The move came even though a June 12 vote by students at the elementary school showed that 190 wanted to rename their school “Northside,” the name of the neighborhood, with 166 voting for “Barack Obama” and 127 for “Wishtree.”

Then again, Mr. Obama might have had the inside track: Mr. Kamras served as an educational adviser to the 2008 Obama presidential campaign.

“I’m thrilled that the students of J.E.B. Stuart — who recommended Barack Obama as one of their top choices for the new name — will now have the opportunity to attend a school that honors a leader who represents the great promise of America,” Mr.
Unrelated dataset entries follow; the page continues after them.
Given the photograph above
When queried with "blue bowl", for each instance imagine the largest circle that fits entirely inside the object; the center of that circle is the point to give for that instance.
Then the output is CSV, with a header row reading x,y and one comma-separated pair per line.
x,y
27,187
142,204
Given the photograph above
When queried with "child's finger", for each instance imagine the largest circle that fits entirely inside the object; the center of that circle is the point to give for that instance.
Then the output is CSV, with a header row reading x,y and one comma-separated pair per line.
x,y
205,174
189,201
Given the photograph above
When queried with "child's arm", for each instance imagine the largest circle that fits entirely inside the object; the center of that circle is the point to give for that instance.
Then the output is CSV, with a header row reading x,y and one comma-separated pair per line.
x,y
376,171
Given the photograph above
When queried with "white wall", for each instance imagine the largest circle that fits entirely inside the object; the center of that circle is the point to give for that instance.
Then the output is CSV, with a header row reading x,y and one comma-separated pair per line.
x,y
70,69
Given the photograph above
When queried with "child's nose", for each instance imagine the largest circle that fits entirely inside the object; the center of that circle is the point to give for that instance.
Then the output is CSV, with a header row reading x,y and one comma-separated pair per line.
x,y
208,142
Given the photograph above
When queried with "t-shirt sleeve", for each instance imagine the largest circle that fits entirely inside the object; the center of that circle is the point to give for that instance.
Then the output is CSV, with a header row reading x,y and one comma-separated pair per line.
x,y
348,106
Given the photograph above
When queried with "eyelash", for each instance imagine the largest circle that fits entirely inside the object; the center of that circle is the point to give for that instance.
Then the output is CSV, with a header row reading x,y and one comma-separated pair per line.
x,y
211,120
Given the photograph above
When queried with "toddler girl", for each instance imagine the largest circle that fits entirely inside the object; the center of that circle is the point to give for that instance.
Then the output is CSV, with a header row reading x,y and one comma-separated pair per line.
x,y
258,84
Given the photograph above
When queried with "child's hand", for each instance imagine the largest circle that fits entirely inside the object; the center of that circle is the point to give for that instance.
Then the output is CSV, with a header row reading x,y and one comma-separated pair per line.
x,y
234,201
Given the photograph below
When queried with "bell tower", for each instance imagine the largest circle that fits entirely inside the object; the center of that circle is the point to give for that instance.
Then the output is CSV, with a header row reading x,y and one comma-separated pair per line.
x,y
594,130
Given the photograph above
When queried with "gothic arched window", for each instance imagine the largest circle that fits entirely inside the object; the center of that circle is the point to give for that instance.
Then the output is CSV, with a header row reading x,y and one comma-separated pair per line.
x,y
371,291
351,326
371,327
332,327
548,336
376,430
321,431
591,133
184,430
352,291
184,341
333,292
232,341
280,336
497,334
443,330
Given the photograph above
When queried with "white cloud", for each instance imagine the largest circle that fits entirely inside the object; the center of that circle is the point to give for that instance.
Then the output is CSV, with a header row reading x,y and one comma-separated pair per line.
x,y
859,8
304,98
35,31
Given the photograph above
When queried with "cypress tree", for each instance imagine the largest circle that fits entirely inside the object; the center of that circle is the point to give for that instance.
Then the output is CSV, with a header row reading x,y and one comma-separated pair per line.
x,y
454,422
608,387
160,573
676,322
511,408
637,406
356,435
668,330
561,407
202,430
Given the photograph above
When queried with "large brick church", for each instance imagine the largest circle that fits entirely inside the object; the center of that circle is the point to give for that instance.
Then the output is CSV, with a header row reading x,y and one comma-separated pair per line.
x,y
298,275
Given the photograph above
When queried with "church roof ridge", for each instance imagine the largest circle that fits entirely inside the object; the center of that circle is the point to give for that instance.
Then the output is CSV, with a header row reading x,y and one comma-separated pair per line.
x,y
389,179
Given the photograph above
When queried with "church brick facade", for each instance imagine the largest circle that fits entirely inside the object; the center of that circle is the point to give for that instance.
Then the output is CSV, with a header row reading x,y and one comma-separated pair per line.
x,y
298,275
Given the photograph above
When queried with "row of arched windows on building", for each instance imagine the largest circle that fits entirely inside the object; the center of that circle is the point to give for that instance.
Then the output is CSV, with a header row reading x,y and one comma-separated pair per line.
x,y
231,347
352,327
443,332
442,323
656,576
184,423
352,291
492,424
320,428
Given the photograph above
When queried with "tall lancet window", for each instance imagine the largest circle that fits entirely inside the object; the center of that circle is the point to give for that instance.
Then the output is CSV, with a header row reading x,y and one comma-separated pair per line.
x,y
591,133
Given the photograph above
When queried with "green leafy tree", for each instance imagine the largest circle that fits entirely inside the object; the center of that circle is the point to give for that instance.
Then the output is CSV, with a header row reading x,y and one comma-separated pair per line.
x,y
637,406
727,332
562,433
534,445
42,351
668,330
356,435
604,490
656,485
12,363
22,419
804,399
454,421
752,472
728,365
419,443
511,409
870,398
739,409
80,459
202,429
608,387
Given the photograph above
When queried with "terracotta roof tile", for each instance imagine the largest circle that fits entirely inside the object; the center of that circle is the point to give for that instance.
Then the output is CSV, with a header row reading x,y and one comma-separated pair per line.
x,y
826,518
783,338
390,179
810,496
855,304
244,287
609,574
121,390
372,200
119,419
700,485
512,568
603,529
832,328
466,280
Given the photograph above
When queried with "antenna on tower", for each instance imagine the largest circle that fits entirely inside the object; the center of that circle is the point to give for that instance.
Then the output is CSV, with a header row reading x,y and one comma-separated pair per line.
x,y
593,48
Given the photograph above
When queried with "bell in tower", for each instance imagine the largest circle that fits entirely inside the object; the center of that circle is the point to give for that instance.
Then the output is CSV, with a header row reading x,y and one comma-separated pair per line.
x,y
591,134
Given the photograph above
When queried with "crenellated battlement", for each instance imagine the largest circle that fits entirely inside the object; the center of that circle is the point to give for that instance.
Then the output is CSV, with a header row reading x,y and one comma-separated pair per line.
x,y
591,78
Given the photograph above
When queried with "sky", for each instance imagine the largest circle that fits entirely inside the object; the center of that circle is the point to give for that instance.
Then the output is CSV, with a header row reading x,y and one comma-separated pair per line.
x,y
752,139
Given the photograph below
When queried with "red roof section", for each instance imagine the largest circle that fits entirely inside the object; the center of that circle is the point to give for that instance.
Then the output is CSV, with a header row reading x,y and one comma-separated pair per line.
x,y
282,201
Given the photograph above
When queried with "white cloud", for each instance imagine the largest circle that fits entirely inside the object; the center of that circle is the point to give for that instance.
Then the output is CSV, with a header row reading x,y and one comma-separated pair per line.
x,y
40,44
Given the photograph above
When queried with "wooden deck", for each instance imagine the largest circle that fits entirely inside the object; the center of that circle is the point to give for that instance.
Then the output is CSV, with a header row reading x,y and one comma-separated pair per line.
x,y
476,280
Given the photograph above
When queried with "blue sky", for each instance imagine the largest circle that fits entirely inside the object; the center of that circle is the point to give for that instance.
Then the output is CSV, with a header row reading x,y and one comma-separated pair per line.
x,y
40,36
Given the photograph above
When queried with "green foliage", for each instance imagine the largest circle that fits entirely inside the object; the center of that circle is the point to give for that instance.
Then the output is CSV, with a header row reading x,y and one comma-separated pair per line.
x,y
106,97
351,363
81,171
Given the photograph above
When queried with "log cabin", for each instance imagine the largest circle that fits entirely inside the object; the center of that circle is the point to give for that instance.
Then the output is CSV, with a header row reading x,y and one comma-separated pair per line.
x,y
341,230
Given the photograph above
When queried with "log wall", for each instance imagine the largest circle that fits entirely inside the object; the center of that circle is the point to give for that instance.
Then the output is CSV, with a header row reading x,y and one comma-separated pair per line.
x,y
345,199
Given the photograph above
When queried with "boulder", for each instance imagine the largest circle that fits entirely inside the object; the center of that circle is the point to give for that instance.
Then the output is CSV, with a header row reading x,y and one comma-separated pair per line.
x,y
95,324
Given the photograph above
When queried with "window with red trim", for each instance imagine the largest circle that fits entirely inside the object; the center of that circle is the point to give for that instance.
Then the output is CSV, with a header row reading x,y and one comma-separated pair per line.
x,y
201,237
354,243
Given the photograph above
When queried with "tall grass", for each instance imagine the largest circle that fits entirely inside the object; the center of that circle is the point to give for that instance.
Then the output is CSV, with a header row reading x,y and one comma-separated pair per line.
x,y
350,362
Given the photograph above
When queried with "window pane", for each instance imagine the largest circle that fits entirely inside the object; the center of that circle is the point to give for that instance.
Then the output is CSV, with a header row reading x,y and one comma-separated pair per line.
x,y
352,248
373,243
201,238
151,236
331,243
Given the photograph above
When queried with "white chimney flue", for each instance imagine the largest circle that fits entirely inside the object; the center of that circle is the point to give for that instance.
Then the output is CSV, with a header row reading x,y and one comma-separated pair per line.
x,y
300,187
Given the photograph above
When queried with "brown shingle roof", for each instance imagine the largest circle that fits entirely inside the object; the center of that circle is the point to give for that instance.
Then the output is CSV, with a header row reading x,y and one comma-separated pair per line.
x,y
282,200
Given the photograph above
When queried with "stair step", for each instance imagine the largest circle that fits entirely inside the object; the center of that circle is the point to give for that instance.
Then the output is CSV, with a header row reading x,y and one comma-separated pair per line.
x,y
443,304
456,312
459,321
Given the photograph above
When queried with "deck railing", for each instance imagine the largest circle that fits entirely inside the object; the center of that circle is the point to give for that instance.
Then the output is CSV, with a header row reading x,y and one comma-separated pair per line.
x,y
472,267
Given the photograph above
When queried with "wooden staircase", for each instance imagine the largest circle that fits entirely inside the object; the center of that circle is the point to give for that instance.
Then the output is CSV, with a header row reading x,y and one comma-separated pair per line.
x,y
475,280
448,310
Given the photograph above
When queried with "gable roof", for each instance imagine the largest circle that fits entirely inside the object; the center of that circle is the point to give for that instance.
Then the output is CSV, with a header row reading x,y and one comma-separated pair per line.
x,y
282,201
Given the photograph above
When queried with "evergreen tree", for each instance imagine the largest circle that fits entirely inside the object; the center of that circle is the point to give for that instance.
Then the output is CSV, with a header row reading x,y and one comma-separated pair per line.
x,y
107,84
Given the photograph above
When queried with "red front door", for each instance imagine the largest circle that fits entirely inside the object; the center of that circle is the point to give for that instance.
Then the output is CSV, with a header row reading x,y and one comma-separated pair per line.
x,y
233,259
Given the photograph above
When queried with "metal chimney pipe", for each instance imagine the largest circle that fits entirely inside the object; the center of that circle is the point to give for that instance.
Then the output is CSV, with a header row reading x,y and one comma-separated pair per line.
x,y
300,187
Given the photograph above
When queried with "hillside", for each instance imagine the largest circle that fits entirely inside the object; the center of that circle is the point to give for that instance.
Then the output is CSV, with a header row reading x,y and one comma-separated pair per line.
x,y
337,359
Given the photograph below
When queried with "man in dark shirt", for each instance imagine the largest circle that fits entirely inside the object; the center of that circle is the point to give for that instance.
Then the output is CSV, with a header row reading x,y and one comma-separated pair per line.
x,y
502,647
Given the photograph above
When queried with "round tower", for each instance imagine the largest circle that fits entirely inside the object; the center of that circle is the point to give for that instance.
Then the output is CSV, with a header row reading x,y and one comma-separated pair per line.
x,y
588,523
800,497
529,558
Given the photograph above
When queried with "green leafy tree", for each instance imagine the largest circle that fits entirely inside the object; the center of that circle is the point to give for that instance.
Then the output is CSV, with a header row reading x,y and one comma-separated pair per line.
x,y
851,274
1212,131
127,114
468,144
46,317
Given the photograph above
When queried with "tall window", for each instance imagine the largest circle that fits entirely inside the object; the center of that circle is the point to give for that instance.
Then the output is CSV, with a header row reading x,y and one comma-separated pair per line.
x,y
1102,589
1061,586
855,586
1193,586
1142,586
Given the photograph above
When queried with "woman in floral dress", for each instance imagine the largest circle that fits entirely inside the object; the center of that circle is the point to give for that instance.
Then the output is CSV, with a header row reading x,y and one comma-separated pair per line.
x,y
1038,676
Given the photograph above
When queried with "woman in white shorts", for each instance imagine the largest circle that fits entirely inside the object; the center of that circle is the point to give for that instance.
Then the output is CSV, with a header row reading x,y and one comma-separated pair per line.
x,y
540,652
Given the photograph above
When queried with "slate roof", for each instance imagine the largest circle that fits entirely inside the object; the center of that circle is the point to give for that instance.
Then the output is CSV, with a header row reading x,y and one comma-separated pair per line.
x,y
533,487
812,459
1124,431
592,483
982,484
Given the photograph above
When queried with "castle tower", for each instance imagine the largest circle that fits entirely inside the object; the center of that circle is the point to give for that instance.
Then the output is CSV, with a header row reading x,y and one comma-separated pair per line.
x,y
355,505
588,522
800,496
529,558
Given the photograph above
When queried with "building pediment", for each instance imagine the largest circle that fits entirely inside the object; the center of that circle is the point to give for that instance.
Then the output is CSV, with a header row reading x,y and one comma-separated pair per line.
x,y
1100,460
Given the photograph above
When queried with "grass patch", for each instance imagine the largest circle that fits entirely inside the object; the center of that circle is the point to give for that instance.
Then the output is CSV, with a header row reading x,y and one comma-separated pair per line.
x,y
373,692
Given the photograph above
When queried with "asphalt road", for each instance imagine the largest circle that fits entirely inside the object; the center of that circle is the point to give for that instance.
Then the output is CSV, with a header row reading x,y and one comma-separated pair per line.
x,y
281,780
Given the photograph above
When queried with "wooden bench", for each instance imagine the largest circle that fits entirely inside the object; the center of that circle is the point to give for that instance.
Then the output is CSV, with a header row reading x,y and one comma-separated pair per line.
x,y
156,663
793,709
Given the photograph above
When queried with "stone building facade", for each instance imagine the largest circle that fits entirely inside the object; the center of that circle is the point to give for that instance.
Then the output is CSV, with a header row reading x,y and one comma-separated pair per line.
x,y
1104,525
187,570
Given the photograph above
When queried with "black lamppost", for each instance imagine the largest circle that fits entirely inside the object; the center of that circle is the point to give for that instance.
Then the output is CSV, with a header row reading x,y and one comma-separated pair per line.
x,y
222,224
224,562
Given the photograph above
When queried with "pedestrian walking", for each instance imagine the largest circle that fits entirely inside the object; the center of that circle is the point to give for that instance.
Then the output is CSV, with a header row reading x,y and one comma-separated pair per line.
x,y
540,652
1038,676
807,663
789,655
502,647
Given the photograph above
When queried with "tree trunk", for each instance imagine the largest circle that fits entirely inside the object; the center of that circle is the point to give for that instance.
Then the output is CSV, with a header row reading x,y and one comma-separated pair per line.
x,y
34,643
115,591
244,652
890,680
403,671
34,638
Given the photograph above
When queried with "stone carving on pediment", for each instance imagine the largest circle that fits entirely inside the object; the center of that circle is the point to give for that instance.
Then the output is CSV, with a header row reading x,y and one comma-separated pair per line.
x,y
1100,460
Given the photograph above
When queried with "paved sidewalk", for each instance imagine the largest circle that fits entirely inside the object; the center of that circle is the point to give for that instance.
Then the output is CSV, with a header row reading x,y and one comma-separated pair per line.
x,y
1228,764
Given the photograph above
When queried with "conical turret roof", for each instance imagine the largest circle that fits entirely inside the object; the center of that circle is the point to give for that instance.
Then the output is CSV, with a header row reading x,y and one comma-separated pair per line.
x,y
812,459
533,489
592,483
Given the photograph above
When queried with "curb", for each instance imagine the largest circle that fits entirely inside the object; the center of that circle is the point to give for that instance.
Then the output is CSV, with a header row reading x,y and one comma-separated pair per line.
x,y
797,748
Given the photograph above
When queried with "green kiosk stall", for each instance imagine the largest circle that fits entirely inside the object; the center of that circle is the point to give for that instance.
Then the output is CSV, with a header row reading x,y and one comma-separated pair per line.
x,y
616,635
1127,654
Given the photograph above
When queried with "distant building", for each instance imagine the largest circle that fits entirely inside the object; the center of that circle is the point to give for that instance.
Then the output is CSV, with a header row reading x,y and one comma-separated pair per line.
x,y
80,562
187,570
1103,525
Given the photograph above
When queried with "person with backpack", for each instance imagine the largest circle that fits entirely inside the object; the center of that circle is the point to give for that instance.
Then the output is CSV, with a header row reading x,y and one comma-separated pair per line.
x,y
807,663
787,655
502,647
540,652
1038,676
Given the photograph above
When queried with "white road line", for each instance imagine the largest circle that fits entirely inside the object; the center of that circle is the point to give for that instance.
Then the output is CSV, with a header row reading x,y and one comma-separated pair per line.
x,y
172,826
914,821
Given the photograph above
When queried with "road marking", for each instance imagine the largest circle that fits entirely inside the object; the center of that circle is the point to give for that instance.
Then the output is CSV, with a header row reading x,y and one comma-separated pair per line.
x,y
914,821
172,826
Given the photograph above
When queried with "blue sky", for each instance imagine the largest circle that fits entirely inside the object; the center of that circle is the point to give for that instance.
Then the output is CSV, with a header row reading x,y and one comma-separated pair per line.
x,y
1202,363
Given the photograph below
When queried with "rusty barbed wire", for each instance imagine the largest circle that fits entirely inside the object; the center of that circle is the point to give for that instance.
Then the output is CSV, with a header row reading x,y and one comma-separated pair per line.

Kamras said in a statement.

The original list of seven choices included the names of four local political and civil-rights leaders, but the students went with Northside, a reference to the neighborhood on the north end of town.

Even though Northside was the students’ choice, the administration recommended honoring the former president,” and “the School Board, as it has consistently done since the new administration took over in February, approved the recommendation,” the Richmond Times-Dispatch said.

Board member Kenya Gibson, who cast the lone dissenting vote, said later that while Mr. Obama’s presidency “was incredible and deserves recognition,” so do important Richmond figures.

“We have so many local leaders that deserve recognition: Albert Norrell, Oliver Hill, Henry Marsh, Barbara Grey, and so many others,” Ms. Gibson said in a Facebook post. “I am thrilled that we are renaming J.E.B. Stuart. Let this also be a lesson for us as adults — it is our responsibility to ensure our local heroes live on by teaching these stories to our children.”

Changing the name of the school, which has a student population that is about 95 percent black, will cost an estimated $26,000.